Peran Strategis Guru
Kita sangat mafhum bahwa guru memiliki peran strategis untuk menjadi bagian penting dalam upaya membangun karakter bangsa. Hal tersebut dapat diwujudkan melalui peran serta guru secara optimal dalam proses penyiapan peserta didik yang memiliki karakter sebagaimana disebutkan dalam UU No 20 Tahun 2003 Bab II Pasal 3 tentang fungsi dan tujuan pendidikan nasional. Karakter dan mentalitas sumberdaya manusia suatu bangsa akan menjadi pondasi dari tata nilai bangsa tersebut. Dalam tataran operasional, upaya-upaya nyata dalam membentuk dan memelihara karakter dan mentalitas tersebut bisa dilakukan oleh sosok guru professional, bukan guru yang asal-asalan.
Tidaklah mudah memang menjadi seorang guru yang ideal dan professional. Berdasarkan UU No 14 tahun 2005 pasal 20, maka guru berkewajiban untuk: a. Merencanakan pembelajaran, melaksanakan proses pembelajaran yang bermutu, serta menilai dan mengevaluasi hasil pembelajaran, b. Meningkatkan dan mengembangkan kualifikasi akademik dan kompetensi secara berkelanjutan sejalan dengan perkembangan ilmu pengetahuan, teknologi dan seni c. Bertindak objektif dan tidak diskriminatif atas dasar pertimbangan jenis kelamin, agama, suku, ras dan kondisi fisik tertentu atau latar belakang keluarga dan status sosial ekonomi peserta didik dalam pembelajaran d. Menjunjung tinggi peraturan perundang-undangan,hukum dan kode etik guru serta nilai-nilai agama dan etika e. Memelihara dan memupuk persatuan dan kesatuan bangsa. Dibutuhkan komitmen, konsistensi dan ketahanan mental yang betul-betul menjadi motif terpenting untuk menjadi seorang guru, mengingat tugas dan kewajibannya yang luar biasa bobot kerjanyanya.  
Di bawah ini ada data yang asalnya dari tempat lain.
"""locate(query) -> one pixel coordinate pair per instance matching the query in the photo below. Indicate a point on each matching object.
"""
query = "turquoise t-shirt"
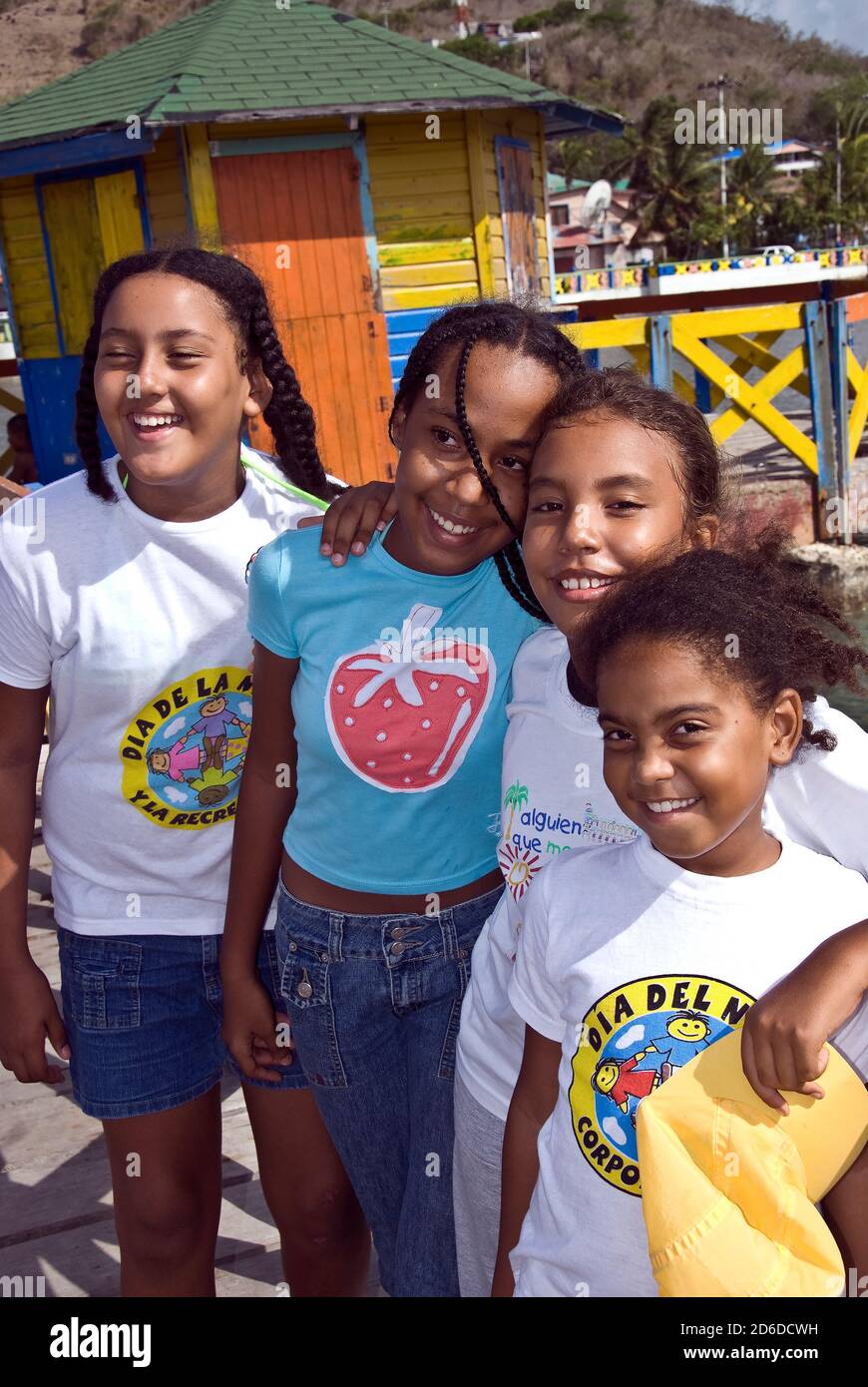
(399, 707)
Kita sadar sepenuhnya, bahwa saat ini, gurulah satu-satunya agen perubahan yang memiliki tugas  baik secara institusional maupun non-institusional. Gurulah yang setiap hari mengajarkan norma, moral, etika, pembiasaan karakter positif serta warisan budaya yang lintas generasi. Kita sangat sadar sepenuhnya, bahwa sendi-sendi yang menopang sebuah bangsa diantaranya adalah berupa karakter  dan mentalitas rakyatnya, hal tersebut menjadi pondasi yang kukuh dari tata nilai bangsa tersebut. Keruntuhan sebuah bangsa ditandai dengan semakin lunturnya tata nilai dan karakter bangsa tersebut, walaupun secara fisik bangsa tersebut masih berdiri tegak. Karakter dan mentalitas rakyat yang kukuh dari suatu bangsa tidak terbentuk secara alami, melainkan melalui interaksi sosial yang dinamis dan serangkaian program pembangunan yang diarahkan oleh pemimpin bangsa tersebut (Sauri, 2010).  Dalam konteks inilah maka komitmen guru untuk melakukan perubahan yang cepat atau revolusi mental sangat penting.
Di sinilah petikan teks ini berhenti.